The multipurpose nature of the Breakerspace is in the name itself, a play on “makerspace” but with the intention of letting students explore, test, even break materials—as well as a place to “take a break from your day and just hang out,” said Grossman.
Students will be able to analyze most anything they bring into the space—from aspirin tablets to batteries—but there will be a curated set of materials to explore as well, which will include polymers to electronic devices to materials from the natural world. There will also be content creation tools available, including cameras with tripods, microphones, and lighting, so students can document their work and share it on social media.
The team responsible for the Breakerspace design, organization, and management consists of Grossman, LeBeau, DMSE senior lecturer Mike Tarkanian, facilities manager Kevin Rogers, and Breakerspace manager Justin Lavallee, who will coordinate all training on the equipment. A generous donor is helping to fund the renovations, Grossman said.
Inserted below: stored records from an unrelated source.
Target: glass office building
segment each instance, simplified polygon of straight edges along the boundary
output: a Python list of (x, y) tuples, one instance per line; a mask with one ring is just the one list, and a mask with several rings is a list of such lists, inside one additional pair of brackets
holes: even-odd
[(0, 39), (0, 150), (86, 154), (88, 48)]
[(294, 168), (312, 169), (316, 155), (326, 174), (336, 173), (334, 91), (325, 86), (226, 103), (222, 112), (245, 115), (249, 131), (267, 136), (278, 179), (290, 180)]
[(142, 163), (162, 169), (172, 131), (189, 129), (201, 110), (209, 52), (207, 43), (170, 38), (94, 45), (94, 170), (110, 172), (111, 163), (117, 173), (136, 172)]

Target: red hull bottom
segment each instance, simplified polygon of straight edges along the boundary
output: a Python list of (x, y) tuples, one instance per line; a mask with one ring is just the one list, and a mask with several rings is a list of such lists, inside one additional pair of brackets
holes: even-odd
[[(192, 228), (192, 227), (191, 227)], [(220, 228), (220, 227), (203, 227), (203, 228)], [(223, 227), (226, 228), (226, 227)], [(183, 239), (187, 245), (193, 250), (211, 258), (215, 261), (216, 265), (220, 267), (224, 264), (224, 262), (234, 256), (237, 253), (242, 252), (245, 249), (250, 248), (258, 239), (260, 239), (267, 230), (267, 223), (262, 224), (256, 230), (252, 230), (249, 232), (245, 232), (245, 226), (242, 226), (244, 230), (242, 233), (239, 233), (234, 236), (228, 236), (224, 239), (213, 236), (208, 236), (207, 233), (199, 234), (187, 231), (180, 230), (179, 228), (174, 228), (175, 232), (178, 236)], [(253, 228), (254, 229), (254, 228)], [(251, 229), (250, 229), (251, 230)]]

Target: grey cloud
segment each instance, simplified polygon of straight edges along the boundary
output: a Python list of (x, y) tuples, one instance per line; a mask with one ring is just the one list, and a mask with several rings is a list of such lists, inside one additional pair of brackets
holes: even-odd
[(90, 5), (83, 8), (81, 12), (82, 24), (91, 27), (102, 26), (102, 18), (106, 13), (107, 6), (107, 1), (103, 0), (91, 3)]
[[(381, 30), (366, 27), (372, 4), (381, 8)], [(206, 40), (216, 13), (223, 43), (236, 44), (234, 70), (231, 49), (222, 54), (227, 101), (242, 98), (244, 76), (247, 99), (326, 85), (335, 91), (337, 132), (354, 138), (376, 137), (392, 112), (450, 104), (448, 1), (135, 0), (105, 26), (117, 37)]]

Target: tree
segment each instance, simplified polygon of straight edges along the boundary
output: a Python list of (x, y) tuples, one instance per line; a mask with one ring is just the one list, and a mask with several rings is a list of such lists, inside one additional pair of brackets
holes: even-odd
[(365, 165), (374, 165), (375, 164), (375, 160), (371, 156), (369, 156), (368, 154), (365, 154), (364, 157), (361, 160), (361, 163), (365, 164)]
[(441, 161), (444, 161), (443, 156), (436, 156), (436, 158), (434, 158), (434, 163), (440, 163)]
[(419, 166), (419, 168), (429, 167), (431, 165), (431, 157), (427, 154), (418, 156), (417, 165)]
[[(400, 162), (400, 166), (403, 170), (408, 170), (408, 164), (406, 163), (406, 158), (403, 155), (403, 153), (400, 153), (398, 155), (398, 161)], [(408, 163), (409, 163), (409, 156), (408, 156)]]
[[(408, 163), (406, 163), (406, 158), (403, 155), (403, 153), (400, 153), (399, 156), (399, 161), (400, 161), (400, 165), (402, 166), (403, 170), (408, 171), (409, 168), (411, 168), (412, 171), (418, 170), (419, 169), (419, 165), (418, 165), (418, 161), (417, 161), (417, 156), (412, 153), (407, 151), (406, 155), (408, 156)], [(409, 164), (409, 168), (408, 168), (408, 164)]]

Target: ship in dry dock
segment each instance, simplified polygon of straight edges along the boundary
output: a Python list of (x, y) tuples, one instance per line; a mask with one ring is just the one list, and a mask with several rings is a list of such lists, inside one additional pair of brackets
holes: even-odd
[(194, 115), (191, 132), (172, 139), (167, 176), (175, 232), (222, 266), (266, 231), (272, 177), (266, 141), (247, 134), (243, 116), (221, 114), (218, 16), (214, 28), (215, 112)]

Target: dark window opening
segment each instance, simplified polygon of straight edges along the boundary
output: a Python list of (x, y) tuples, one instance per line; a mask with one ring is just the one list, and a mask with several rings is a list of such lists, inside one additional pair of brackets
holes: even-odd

About a half dozen instruments have already been acquired for the laboratory and were tested by students, Lavallee said. “Not only are we able to get them running instruments safely and collecting valid data quickly, but they are successfully interpreting that data and drawing conclusions about their characterization work.”
Operation outreach
The Breakerspace is the “crown jewel” of a new strategic outreach vision for DMSE, said Grossman, designed to illustrate how the characterization and synthesis of new materials lead to advances in medicine, renewable energy, electronics, and more. That includes a soon-to-launch new website, geared toward people who know little about materials science and engineering as well as toward experts, and an art exhibit, set into the walls of the future Breakerspace, which opened in March. The current installment is a series of atomic resolution images—arrangements of atoms in a material, as seen through a scanning electron microscope, by the LeBeau research group.
Grossman said the effort is not just about recruiting students. “It’s about making sure that people who are majoring in architecture or physics or any subject from any corner of MIT have better tools to learn why materials science and engineering is so important.”
For Aguiar, the sophomore who discovered something unexpected about her cat figurine, the Breakerspace will provide an opportunity to exercise her curiosity anytime she likes.
“I want to look at some rocks through the SEM,” Aguiar said, referring to the scanning electron microscope. “Especially the ones with funny crystal structures—pyrite has those perfect little cubes. Just being able to get a closer view of their structure I think would be really cool.”